Development and validation of an lc-ms/ms method for quantification of the novel antibacterial candidate da-7010 in plasma and application to a preclinical pharmacokinetic study

DA-7010 is a new candidate for an antibacterial agent that targets Gram-negative pathogens by acting as a leucyl-tRNA synthetase inhibitor. In this study, a simple and rapid liquid chromatogra-phy tandem mass spectrometry (LC-MS/MS) method was developed to determine DA-7010 levels in the plasma from mice, rats, and dogs. Plasma samples were mixed with methanol for protein precipitation. Chromatographic separation was carried out using a reversed-phase C₁₈ column (Agilent Poroshell 120, 50 × 3.0 mm, 2.7 µm).
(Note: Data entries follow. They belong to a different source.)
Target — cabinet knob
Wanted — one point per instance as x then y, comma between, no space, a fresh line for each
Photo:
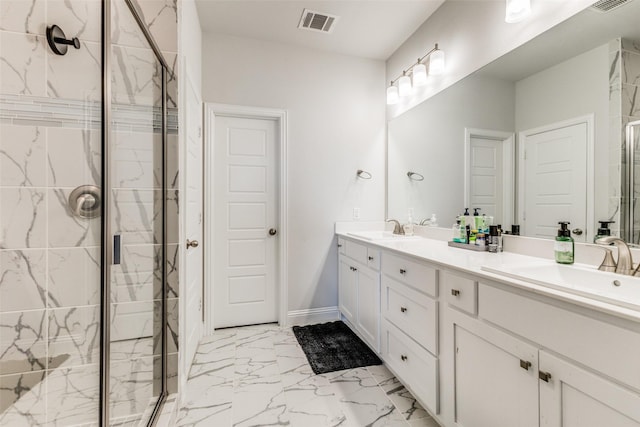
544,376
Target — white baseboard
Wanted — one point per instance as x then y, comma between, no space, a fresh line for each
313,315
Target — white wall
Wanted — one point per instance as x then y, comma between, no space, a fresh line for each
573,88
429,139
190,64
472,34
336,109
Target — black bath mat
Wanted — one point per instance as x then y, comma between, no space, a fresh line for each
333,347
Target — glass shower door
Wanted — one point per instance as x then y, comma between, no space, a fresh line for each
136,221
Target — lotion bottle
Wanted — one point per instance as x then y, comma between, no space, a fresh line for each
564,245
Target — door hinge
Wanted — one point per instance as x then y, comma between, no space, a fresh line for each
544,376
524,364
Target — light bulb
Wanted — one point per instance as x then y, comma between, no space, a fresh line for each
404,86
419,75
436,62
517,10
392,95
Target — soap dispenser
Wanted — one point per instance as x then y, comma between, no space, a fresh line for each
603,230
564,245
408,227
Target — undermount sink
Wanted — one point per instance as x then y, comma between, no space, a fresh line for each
580,280
381,235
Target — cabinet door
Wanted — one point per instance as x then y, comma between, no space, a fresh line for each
347,290
573,397
368,316
496,382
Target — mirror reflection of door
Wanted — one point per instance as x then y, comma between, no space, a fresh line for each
489,173
555,178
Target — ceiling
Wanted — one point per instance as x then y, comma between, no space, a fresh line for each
580,33
365,28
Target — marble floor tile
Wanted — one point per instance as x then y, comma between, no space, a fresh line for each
259,376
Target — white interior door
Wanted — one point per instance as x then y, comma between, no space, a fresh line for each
193,220
489,173
555,180
245,221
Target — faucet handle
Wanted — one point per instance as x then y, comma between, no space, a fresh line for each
608,263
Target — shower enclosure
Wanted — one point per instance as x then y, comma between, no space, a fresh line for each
83,215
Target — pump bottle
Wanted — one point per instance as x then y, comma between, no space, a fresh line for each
564,245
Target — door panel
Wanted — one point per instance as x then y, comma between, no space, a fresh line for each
482,365
555,173
486,177
246,209
574,397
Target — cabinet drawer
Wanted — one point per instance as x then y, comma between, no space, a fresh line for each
413,365
373,259
600,345
417,275
356,251
460,292
413,312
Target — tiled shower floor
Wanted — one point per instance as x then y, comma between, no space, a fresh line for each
259,376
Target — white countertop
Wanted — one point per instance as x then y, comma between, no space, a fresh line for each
438,252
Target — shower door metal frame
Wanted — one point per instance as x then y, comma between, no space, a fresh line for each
629,182
107,236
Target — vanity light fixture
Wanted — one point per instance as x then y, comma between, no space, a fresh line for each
404,85
517,10
418,72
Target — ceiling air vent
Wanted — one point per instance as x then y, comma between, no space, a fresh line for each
316,21
607,5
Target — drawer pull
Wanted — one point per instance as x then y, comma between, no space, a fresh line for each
544,376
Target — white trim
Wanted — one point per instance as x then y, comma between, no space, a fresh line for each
589,120
211,110
313,315
508,168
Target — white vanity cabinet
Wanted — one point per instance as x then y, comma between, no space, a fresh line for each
523,361
359,289
410,325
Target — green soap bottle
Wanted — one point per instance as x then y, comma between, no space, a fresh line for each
564,245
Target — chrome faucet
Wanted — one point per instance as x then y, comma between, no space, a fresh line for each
397,228
624,265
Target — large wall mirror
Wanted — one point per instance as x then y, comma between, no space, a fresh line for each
536,137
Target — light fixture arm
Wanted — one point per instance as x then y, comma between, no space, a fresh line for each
419,61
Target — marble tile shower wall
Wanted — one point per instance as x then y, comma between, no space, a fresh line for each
624,108
49,260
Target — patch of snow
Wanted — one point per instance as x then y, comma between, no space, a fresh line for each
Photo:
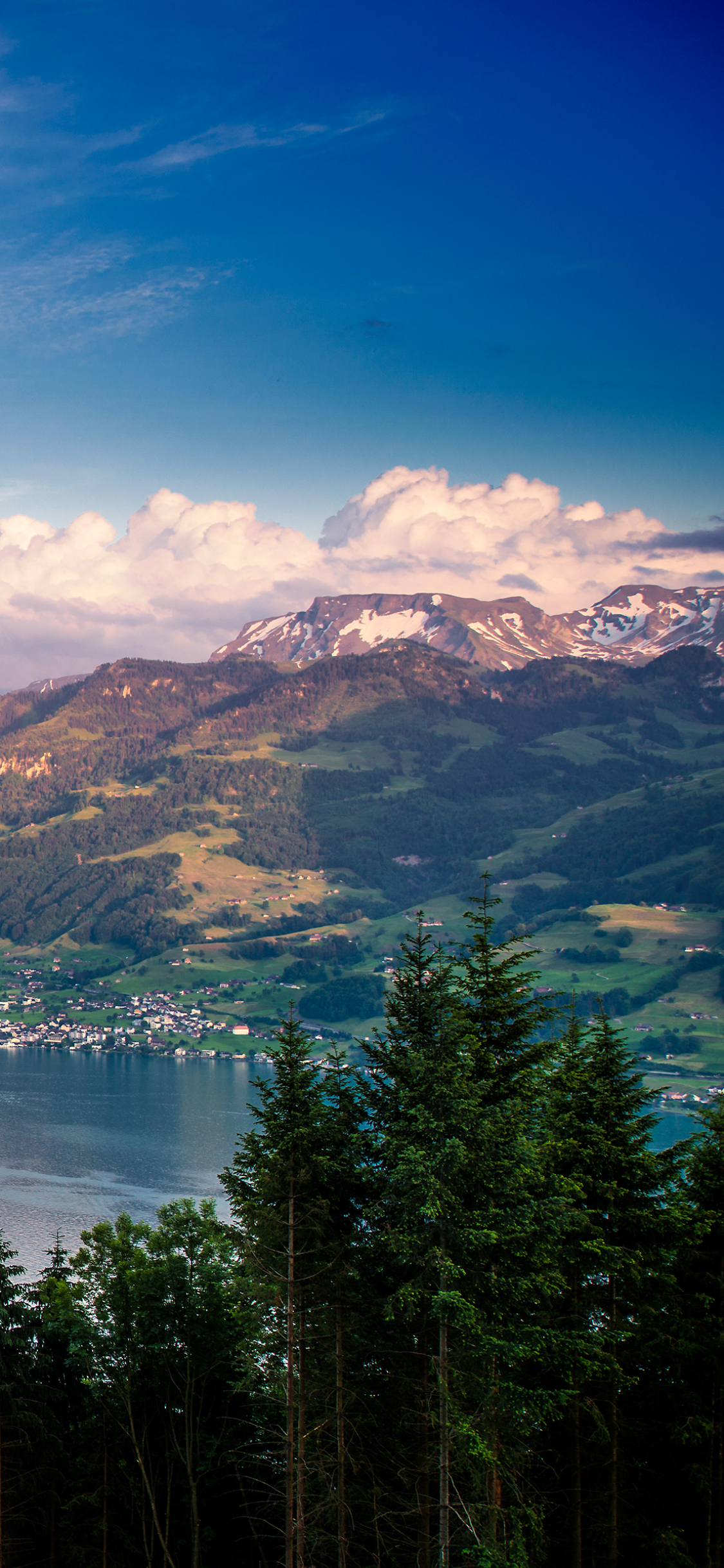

An isocratic elution of the mobile phase consisting of 5 mM formic acid in water and acetonitrile at a ratio of 84:16 (v/v) was applied at a flow rate of 0.3 mL/min. The total chromatographic run time was 3.5 min. Multiple reaction monitoring (MRM) mode was used for mass spectrometric detection using an Agilent 6460 triple quadrupole coupled with an electrospray ionization (ESI) source operated in positive-ion mode. The MRM transitions an-alyzed were m/z 220.1→162.1 for DA-7010 and m/z 206.1→170.1 for the internal standard (structural analogue of DA-7010). Calibration curves were constructed in the range of 10–10,000 ng/mL. The intra-and interday precision and accuracy were within 11.3%, excluding those for the lower limit of quantification (LLOQ) samples, which were within 17.1%. The developed LC-MS/MS method was successfully validated and applied in preclinical pharmacokinetic studies of DA-7010 in mice, rats, and dogs following single oral administrations. The oral absorption of DA-7010 was rapid, and the systemic exposure was approximately four times higher in the dogs than in the mice or rats.